Acts 2:42 shows us what the early church did when they met together: “And they devoted themselves to the apostles’ teaching and fellowship, to the breaking of bread and the prayers.” They learned God’s Word and the implications of it in their lives, they joined together to carry out acts of love and service to one another, they commemorated the Lord’s death and resurrection through the Lord’s Supper [breaking of bread], & they prayed. We cannot do these things individually, but God has called us into His Body [the church] which is the local representation of that worldwide Body—& we should gladly minister & be ministered to among God’s people.
Active involvement in the local church is imperative to living a life without compromise. It is only through the ministry of the local church that a believer can receive the kind of teaching, accountability, & encouragement that is necessary for him to stand firm in his convictions. God has ordained that the church provide the kind of environment where an uncompromising life can thrive & His people can grow spiritually.

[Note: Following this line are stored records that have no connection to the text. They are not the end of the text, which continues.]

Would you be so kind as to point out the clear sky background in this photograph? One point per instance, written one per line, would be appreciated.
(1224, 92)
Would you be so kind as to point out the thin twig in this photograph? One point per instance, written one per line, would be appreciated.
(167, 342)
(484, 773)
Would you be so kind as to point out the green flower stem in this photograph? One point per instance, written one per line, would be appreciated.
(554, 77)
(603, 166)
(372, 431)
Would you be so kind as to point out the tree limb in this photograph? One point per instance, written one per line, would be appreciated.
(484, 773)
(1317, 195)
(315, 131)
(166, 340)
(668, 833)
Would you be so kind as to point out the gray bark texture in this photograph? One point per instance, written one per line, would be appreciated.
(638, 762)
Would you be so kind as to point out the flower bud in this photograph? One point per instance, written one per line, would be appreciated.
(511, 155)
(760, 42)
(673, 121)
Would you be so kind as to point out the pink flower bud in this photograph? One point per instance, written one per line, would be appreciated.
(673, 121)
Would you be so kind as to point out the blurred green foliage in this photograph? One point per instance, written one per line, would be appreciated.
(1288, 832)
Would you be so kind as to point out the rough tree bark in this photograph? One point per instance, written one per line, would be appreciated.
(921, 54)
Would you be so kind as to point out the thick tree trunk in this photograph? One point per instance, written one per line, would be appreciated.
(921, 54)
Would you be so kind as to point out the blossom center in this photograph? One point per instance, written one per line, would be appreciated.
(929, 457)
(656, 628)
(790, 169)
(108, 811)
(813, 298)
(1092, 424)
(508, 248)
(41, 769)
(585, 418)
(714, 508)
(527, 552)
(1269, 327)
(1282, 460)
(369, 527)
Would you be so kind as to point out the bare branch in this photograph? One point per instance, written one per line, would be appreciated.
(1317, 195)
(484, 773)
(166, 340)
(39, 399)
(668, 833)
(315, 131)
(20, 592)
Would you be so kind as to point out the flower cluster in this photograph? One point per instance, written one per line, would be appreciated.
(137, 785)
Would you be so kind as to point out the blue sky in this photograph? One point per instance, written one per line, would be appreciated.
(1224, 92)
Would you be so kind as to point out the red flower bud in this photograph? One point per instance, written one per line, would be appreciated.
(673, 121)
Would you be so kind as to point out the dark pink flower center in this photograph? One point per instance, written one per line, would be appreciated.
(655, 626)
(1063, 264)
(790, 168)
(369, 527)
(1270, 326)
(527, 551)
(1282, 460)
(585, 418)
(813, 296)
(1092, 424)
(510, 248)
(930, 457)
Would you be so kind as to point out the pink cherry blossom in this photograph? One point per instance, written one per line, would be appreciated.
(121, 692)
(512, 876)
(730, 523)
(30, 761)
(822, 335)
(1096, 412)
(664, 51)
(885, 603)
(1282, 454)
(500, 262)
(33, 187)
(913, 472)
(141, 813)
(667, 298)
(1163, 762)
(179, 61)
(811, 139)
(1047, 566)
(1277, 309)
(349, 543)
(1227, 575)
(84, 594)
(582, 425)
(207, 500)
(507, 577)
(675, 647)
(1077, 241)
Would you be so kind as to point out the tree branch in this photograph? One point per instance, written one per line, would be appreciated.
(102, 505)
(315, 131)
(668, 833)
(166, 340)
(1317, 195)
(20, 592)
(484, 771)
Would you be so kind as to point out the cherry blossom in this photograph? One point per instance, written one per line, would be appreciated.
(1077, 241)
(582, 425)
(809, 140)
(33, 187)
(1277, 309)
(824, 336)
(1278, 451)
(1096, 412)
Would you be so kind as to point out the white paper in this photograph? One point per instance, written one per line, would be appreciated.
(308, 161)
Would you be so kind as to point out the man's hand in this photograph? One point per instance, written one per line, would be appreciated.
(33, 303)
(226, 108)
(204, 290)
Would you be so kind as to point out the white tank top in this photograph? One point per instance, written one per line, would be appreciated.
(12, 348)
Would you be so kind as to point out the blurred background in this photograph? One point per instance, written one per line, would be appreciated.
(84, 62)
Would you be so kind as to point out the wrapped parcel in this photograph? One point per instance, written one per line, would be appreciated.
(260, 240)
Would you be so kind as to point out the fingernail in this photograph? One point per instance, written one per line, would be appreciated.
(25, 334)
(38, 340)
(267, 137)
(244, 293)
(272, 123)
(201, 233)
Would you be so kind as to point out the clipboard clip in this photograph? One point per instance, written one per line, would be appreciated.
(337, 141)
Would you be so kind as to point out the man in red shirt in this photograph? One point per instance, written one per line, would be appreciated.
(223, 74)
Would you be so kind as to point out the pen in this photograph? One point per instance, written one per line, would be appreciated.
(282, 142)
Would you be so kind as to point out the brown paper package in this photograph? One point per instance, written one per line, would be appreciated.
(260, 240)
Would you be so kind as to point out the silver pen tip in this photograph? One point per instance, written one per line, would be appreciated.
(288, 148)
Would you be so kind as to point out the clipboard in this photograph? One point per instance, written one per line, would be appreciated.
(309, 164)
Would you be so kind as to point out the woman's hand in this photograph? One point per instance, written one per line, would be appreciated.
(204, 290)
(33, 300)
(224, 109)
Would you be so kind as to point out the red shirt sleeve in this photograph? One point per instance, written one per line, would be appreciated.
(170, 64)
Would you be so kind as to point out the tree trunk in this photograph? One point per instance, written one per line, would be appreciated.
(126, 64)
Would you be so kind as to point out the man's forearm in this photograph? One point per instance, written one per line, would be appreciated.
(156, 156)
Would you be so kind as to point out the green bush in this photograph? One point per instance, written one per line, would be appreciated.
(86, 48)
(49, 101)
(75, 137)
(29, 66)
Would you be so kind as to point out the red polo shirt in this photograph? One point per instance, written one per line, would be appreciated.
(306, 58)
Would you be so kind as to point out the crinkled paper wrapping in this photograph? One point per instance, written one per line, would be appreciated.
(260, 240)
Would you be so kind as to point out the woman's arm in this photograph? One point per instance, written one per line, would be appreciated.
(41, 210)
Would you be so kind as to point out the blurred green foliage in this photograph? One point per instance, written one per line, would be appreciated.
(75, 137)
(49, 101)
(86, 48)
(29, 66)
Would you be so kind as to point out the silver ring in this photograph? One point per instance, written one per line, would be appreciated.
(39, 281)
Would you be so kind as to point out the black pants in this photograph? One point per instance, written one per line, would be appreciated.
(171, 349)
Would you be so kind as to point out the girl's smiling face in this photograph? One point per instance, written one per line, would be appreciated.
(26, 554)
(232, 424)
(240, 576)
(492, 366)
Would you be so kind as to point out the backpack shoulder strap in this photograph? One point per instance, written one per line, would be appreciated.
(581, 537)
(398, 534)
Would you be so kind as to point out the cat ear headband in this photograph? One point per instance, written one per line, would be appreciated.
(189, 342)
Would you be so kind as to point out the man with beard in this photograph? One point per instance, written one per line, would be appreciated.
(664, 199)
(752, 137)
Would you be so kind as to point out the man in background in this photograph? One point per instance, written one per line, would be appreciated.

As a preacher, probably the most discouraging thing is poor attendance by some members of the church. Often, I have spent hours studying & preparing a sermon for my Lay Lake family. As Sunday approaches, I am excited about the opportunity to apply this truth in the lives of the congregation. Often, I can think of several in the church who are struggling in their Christian lives, and I cannot wait to preach the Word of God and provide answers; principles that will help them from the Word.
Sad to say, the Devil also knows what is happening in the lives of the church. He has greater access to them & influence with them, than the preacher or the elders. On many occasions (Sunday & Wednesday, devotionals, Gospel Meetings, etc.), when I have prepared a message for them from the word of God & they never got to hear it, because they let a hobby, beautiful day or even a rainy one keep them from the house of the Lord. I can tell you, it deeply hurts when this happens, & it happens far too often.
How many parents are teaching their children to also be unfaithful to the Lord. Often I grieve for the wasted lives of children, whose parents regularly kept them from Bible class & worship to spend the day pursuing some hobby, sports or recreational activity the parents wanted to enjoy. I often wonder how much grief rebellious children have caused their parents, that could have been avoided if they had just kept them faithful in worship & Bible class? At times, the unfortunate outcome is that the children of these professing Christian parents have little or no interest in spiritual things and they end up unsaved or unfaithful. In my years of preaching, I have never personally known of children of unfaithful Christian parents growing up & being faithful themselves. So often I think of the children I have been privileged to teach who showed great promise of being a faithful Christian, but as they grew older, they began to see the unfaithfulness in their parent’s lives. They began to follow their disobedient parents, & soon they too, fell by the wayside.